5) Ergenekon Dosyası'nın her an genişleyip muvazzaf komutanları da kapsayabileceği dedikoduları yaygın.
6) Fikri Sağlar çok ağır ithamlarla Yaşar Büyükanıt'ı suçluyor. Büyükanıt Sağlar'ı mahkemeye veriyor. Sağlar elinde belge olduğu iddiasında.
7) Taraf Gazetesi kuruluyor, kurulduktan çok kısa süre sonra "birilerinin" büyük güvenini kazanıyor, Ergenekon Soruşturması'nda yer alan neredeyse tüm iddialar ve dedikodular ilk önce bu gazetede yayımlanıyor.

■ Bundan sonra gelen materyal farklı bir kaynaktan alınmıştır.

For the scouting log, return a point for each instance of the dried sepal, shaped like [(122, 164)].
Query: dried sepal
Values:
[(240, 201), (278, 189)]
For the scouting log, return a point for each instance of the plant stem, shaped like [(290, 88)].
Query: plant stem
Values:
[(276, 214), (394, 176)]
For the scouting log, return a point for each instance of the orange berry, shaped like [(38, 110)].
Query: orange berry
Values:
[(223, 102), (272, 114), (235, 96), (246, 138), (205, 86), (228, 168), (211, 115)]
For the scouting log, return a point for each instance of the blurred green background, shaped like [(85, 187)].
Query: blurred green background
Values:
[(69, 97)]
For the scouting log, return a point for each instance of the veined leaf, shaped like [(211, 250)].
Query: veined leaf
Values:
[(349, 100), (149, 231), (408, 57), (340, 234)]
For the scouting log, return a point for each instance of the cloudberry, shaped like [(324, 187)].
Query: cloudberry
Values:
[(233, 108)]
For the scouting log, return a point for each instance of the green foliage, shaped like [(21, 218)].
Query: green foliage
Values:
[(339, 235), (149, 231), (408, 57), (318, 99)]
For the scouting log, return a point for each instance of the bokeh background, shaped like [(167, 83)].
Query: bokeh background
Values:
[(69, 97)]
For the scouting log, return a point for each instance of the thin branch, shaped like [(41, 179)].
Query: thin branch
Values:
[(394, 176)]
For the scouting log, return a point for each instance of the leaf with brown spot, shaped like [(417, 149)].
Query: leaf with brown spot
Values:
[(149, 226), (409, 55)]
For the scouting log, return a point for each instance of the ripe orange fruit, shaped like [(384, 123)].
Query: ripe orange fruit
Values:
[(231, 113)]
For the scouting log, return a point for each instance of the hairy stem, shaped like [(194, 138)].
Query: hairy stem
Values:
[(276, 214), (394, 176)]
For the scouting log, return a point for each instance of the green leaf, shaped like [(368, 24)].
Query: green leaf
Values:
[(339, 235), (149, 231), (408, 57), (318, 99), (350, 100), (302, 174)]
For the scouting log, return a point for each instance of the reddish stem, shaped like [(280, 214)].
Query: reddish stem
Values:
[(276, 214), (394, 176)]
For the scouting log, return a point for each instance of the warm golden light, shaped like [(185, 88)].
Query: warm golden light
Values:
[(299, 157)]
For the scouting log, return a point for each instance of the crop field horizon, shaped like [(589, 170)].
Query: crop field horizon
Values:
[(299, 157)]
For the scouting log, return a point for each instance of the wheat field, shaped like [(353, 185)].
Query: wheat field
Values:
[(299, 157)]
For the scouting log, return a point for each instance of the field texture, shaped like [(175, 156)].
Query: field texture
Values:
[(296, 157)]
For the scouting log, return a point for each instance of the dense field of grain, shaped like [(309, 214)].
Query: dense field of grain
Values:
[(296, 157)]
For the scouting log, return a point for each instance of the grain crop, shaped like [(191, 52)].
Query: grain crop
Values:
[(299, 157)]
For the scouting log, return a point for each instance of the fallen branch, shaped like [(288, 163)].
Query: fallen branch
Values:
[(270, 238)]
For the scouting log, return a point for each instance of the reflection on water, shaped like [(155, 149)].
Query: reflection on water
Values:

Not: Gazeteci özel habere gitmez, özel haber gazeteciye gider. Nitekim, bir sohbette Alper Görmüş de "Darbe Günlükleri"nin kendisine ulaştırıldığını söylemişti.
8) Tek başına terör örgütü kuran Fethullah Gülen Türkiye'de beraat etti.
9) Aynı dönemde Fethullah Gülen'e ABD'de yeşil kart verilmediği haberi çıktı.
10) Bir süre sonra bir üst mahkemenin Fethullah Gülen'e yeşil kart vermeyi kabul ettiği duyuruldu.
11) DTP'de güvercinler şahinleri yendi.
* * *
12) ABD nihayet PKK konusunda anında istihbarat vermeye başladı.
13) ABD ile İran'ın yakınlaşması için Türkiye özel gayret gösteriyor. Ancak, Türkiye'nin İran'ın nükleer programını mutlaka barışçıl amaçlarla geliştirmesini istediği de biliniyor.
14) Cenevre'de İran taviz vermedi. Dünya "ABD İran'a saldıracak mı, saldırmayacak mı?" sorusuna cevap arıyor. Ayrıca, dünya saldırı durumunda Türkiye'nin nasıl bir tavır alacağını merak ediyor.
15) Türkiye Ermenistan ile doğrudan görüşmelere başladı.
16) Türkiye Irak ile yakınlaşıyor, Kuzey Irak gerçeğine her geçen gün adım adım ilerliyor.
17) Türkiye Suriye ile İsrail arasında gayri resmi de olsa arabuluculuk yapıyor.
18) KKTC'de barışa çok yaklaşıldığı söyleniyor. Başbakan Erdoğan "iki halk, siyasi eşitlik ve iki kurucu devlet"e dayanacak çözüme destek veriyor.
* * *
Şimdi 2 gözlem:
1) Kapatma Davası hükümeti kıskaca almış durumda.
2) Ergenekon Davası her an muvazzaf askerlere sıçrayabilir.
* * *
Yukarıda yer alan maddeler arasında 13. maddeden itibaren 18. maddeye dek sıralanan gelişmelere Türkiye'deki müesses nizamın karşı olduğunu hepimiz biliyoruz.
Öte yanda, müesses nizamın baş temsilcisi TSK'dan bu konularda tık yok!
* * *
İnsanım, düşünmeden edemiyorum. Kapatma Davası ve Ergenekon Davası hasım davalar yerine hısım davalar olabilir mi?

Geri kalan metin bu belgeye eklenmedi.